Custom statistics for Anki flashcard reviews
January 14, 2025
Anki's built-in stats page shows streaks and review counts, but it won't answer questions like "what's my median session length over the last 3 weeks?" or "how many seconds do I spend per card on average?". Fortunately, Anki stores a complete review log in an SQLite database, so you can run any query you like.
Exporting the data
- File → Export
- Select Anki Deck Package (.apkg), then check Include Scheduling Information and Support older Anki versions

- Unzip the resulting
.apkgfile (it's just a zip archive) - Extract the review log into a CSV:
sqlite3 collection.anki21 -header -csv "SELECT * FROM revlog;" > revlog.csv
Note: Checking "Support older Anki versions" produces a
collection.anki21file. Without it you may getcollection.anki21b, which uses a different internal format.
The revlog schema
The revlog table has one row per review. The columns you'll use most are:
| Column | Description |
|---|---|
id | Review timestamp in milliseconds (also serves as a unique ID) |
cid | Card ID |
ease | Button pressed: 1=Again, 2=Hard, 3=Good, 4=Easy |
ivl | New interval after review (positive = days, negative = seconds for learning steps) |
factor | Ease factor × 1000 (e.g. 2500 means 2.5×) |
time | Time spent on the card in milliseconds |
type | Review type: 0=Learning, 1=Review, 2=Relearn, 3=Filtered |
Loading into pandas
import pandas as pd
df = pd.read_csv('revlog.csv')
# Convert the millisecond timestamp to datetime
df['datetime'] = pd.to_datetime(df['id'], unit='ms')
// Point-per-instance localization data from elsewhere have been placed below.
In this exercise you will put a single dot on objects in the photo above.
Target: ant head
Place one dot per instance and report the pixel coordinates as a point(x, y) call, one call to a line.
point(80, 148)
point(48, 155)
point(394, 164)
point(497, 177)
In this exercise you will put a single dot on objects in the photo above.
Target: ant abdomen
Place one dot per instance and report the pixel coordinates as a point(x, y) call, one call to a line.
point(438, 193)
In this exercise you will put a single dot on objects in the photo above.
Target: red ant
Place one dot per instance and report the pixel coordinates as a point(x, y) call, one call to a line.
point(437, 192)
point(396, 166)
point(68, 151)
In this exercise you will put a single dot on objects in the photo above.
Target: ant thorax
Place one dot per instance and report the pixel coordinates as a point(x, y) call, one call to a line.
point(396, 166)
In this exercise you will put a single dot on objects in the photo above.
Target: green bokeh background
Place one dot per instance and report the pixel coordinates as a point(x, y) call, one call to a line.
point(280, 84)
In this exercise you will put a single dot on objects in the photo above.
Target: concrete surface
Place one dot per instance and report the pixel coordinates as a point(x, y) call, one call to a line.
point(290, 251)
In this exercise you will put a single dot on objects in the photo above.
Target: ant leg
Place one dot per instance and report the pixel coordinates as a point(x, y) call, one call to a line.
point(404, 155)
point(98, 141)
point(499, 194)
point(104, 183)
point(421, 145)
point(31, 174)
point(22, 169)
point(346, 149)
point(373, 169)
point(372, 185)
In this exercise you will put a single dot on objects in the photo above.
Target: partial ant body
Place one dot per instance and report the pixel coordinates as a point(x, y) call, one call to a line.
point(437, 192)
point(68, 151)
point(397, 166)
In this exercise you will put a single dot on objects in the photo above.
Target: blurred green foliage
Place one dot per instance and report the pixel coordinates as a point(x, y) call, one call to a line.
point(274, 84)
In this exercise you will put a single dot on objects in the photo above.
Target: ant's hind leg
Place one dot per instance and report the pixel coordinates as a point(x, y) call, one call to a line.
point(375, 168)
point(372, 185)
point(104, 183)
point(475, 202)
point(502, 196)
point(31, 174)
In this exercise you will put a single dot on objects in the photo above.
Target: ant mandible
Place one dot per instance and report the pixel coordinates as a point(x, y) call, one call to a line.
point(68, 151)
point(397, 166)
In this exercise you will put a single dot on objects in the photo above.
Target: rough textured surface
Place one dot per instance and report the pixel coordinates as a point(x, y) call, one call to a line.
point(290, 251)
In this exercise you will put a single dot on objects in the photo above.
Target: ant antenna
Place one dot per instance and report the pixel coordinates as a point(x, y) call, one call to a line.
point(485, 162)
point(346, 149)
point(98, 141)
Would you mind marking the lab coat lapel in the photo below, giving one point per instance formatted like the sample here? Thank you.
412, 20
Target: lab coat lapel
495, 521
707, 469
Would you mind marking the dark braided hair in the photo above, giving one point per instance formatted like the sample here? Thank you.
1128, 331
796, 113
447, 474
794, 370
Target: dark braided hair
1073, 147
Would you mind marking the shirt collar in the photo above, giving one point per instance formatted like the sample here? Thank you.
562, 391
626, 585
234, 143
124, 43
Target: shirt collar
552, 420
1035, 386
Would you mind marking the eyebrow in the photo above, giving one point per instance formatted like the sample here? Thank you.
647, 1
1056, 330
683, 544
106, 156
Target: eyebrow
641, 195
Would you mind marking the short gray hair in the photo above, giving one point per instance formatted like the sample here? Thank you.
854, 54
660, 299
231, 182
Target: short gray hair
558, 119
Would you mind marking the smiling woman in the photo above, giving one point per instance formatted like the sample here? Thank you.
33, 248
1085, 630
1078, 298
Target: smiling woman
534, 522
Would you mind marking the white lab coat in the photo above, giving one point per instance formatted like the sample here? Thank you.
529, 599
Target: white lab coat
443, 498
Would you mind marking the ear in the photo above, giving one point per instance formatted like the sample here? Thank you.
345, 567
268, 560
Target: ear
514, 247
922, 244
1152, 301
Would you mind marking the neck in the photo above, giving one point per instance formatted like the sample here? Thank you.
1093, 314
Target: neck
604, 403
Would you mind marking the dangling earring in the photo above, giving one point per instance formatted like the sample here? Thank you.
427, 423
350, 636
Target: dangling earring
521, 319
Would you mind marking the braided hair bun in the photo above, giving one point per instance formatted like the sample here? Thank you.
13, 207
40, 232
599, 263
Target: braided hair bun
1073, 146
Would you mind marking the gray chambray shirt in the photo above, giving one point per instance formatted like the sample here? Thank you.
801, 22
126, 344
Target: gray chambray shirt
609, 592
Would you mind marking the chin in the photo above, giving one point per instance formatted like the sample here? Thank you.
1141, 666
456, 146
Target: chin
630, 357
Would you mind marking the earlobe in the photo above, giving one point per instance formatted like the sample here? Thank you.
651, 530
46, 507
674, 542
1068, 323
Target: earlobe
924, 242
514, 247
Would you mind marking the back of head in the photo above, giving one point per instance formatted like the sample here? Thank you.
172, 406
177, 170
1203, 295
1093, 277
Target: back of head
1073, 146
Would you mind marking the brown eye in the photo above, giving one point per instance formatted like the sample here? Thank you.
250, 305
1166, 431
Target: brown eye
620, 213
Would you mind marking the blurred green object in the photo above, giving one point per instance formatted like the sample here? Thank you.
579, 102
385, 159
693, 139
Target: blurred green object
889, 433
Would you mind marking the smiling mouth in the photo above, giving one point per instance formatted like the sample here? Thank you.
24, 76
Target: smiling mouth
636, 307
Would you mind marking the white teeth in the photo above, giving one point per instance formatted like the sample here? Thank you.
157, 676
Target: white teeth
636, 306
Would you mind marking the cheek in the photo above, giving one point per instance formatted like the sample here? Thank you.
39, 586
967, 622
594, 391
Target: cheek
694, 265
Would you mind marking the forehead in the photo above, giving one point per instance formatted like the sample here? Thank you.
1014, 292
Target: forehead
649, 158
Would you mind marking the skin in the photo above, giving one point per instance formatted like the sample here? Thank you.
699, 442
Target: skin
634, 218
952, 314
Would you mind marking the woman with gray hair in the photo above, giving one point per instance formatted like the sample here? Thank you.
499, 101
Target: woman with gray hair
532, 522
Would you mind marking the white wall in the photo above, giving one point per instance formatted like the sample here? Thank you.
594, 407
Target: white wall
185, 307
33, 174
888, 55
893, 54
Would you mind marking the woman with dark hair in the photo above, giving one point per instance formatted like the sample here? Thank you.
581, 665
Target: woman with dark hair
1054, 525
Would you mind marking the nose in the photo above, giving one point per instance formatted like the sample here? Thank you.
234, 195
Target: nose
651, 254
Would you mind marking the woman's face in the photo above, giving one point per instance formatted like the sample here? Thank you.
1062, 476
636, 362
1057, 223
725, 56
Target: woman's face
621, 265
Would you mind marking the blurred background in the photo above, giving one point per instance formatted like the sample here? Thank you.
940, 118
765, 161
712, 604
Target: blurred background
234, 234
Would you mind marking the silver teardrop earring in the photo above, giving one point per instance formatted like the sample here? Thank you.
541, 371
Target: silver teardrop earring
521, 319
df['date'] = df['datetime'].dt.date
df['week'] = df['datetime'].dt.to_period('W')
Session summary statistics
Cards reviewed and time spent per day, with derived columns for minutes and seconds per card:
daily = (
df.groupby('date')['time']
.agg(['sum', 'count'])
.rename(columns={'sum': 'total_ms', 'count': 'cards'})
.assign(minutes=lambda x: round(x['total_ms'] / 1000 / 60, 1))
.assign(seconds_per_card=lambda x: round(x['total_ms'] / x['cards'] / 1000, 1))
)
# Median over the last 21 days
daily.tail(21).median()
Custom percentiles
describe() only shows a fixed set of percentiles. Pass your own list to see more of the distribution:
custom_percentiles = [0.01, 0.05, 0.1, 0.25, 0.5, 0.75, 0.9, 0.95, 0.99]
df['time'].describe(percentiles=custom_percentiles)
This is useful for spotting outliers — e.g. cards where you walked away and left Anki open will show up at the 99th percentile with very high times.
Filtering by review type
If you want to exclude learning/relearning steps and look only at mature card reviews:
reviews_only = df[df['type'] == 1]